A parte logística (dia de partida para estágio, local da estadia, estipular de horários, tipo de indumentária a usar, definição de pontos de encontro e de equipamentos a levar, etc) e questões mais técnicas (preparação de scouting atualizado de equipas/jogadores, estratégia a utilizar, estudo da realidade competitiva, perceção de como estarão o relvado e as condições meteorológicas, antecipação da predisposição emocional dos intervenientes, dos adeptos, etc).

Nada é deixado ao acaso. Tudo é planeado e depois executado com detalhe. Facilitar não pode ser opção. Como tantas vezes nos dizia Pierluigi Collina: "Don't be lucky. Be ready".

De regresso a Roma.

Naquela viagem, de voos turbulentos (e de que maneira), ouve momentos que jamais esquecerei: a boa disposição permanente da equipa, a leveza com que levámos tudo aquilo e a oportunidade rara mas valiosa de conhecermos gente boa, sítios encantadores, tudo numa cidade absolutamente maravilhosa.

Do jogo, guardo a adrenalina inicial (essa estava sempre ao rubro antes de subir ao relvado) e a chatice que foi ter que mostrar mais cartões do que, à partida, o "amigável" poderia sugerir. Nada de novo, tendo em conta a alma efervescente de italianos e uruguaios. Os da casa perderam (0-1), o Olímpico silenciou-se, o Balotelli fez birrinha, o Maxi falou comigo em português e o De Rossi deu pau que se fartou.

Mas porque a natureza do encontro permitia uma predisposição mais leve, tentámos simultaneamente desfrutar do prazer imenso que era estar ali, a fazer aquilo que mais gostávamos, num fim de tarde frio, perante um ambiente fantástico.

E registámos, sem provincianismos mas com orgulho envergonhado, o prazer que foi partilhar o mesmo palco com alguns craques que só conhecíamos dos cromos: Pirlo, Buffon, Godin, Chiellini, Muslera, Balotelli, Marchisio, Cavani, De Rossi, Montolivo... e, claro, os “nossos” Maxi Pereira, Álvaro Pereira, Cristián Rodriguez e Coates.

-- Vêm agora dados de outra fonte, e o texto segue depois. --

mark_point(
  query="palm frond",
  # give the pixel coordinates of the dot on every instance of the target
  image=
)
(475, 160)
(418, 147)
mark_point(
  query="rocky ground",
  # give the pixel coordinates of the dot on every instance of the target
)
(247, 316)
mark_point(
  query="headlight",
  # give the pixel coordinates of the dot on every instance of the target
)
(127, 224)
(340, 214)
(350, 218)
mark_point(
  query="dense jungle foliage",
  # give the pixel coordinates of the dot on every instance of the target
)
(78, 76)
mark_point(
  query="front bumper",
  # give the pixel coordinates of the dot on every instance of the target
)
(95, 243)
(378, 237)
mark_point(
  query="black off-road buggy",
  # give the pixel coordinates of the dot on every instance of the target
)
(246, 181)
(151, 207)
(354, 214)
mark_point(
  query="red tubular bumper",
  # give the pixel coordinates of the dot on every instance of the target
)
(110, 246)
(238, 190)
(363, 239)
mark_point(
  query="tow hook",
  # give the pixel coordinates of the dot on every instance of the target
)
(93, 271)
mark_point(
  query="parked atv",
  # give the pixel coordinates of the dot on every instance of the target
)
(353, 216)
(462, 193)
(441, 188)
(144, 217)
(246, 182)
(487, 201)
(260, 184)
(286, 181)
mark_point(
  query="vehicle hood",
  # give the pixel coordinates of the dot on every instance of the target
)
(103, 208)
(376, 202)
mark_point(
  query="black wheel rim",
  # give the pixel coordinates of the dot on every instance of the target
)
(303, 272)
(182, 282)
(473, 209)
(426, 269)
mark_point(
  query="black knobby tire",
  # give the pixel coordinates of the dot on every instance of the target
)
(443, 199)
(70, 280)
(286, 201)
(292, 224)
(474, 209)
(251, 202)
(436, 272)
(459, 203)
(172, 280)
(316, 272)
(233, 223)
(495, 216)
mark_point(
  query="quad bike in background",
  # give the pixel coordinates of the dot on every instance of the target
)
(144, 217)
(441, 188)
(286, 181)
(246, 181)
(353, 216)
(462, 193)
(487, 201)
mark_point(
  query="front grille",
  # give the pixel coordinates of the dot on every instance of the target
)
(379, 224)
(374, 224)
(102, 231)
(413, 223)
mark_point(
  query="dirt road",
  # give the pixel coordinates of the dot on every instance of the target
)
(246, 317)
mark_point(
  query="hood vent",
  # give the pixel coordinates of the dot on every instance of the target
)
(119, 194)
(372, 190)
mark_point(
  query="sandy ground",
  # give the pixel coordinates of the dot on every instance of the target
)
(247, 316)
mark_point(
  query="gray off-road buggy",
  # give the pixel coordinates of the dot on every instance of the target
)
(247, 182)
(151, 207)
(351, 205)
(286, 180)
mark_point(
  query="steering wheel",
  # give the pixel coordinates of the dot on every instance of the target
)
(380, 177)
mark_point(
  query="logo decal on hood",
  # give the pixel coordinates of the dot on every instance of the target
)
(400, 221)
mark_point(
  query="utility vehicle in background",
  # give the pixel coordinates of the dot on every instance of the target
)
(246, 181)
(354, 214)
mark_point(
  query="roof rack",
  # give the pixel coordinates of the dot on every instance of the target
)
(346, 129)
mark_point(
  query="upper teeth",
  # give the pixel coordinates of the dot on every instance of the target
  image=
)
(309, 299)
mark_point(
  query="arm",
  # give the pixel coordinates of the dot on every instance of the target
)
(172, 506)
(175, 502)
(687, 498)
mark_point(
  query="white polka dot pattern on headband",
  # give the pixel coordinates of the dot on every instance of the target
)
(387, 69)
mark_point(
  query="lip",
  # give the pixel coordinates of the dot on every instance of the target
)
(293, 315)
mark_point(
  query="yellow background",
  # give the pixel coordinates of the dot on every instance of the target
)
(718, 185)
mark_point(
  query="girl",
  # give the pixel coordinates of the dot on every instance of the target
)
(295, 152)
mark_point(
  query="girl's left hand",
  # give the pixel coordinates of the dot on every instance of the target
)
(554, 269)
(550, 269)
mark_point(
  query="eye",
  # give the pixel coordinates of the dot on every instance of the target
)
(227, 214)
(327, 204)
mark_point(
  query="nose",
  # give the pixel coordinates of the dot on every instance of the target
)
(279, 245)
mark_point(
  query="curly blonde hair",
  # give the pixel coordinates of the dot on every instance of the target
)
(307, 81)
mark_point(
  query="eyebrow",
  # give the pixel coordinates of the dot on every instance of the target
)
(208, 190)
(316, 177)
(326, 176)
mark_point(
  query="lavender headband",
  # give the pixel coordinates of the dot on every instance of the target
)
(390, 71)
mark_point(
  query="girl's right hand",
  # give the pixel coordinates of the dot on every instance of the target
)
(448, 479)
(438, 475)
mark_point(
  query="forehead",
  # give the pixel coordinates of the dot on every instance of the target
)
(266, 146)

Cá de fora, sentados nos bancos, um de cada lado, outros dois monstros sagrados: Cesare Prandelli e o já debilitado Óscar Tabárez.

Foi bonito.

No dia seguinte, o dia do nosso regresso, um pequeno susto no elevador do hotel, quando descíamos para o pequeno-almoço: um dos meus colegas teve uma quebra de tensão súbita e desmaiou. Ali, com peso morto em cima dos meus braços. Sem pré-aviso, sem sinal, sem nada. Shut down total.

O pânico foi momentâneo e tudo se reordenou, pouco depois. Nada que um pouco de água, açúcar e descanso (dormimos pouco e mal, como sempre nessas saídas) não resolvesse. Chegámos a Portugal a meio da tarde. Ao fim do dia, estávamos de regresso aos treinos. Eu em Lisboa, eles a norte. No fim de semana seguinte havia novo jogo, esse mais a doer e já estávamos em modo “próximo objetivo”.

A perceção que o povo tem está mesmo errada: os árbitros acertam e erram, são mais ou menos experientes, mais ou menos competentes... mas não duvidem: querem estar sempre bem e trabalham que se fartam!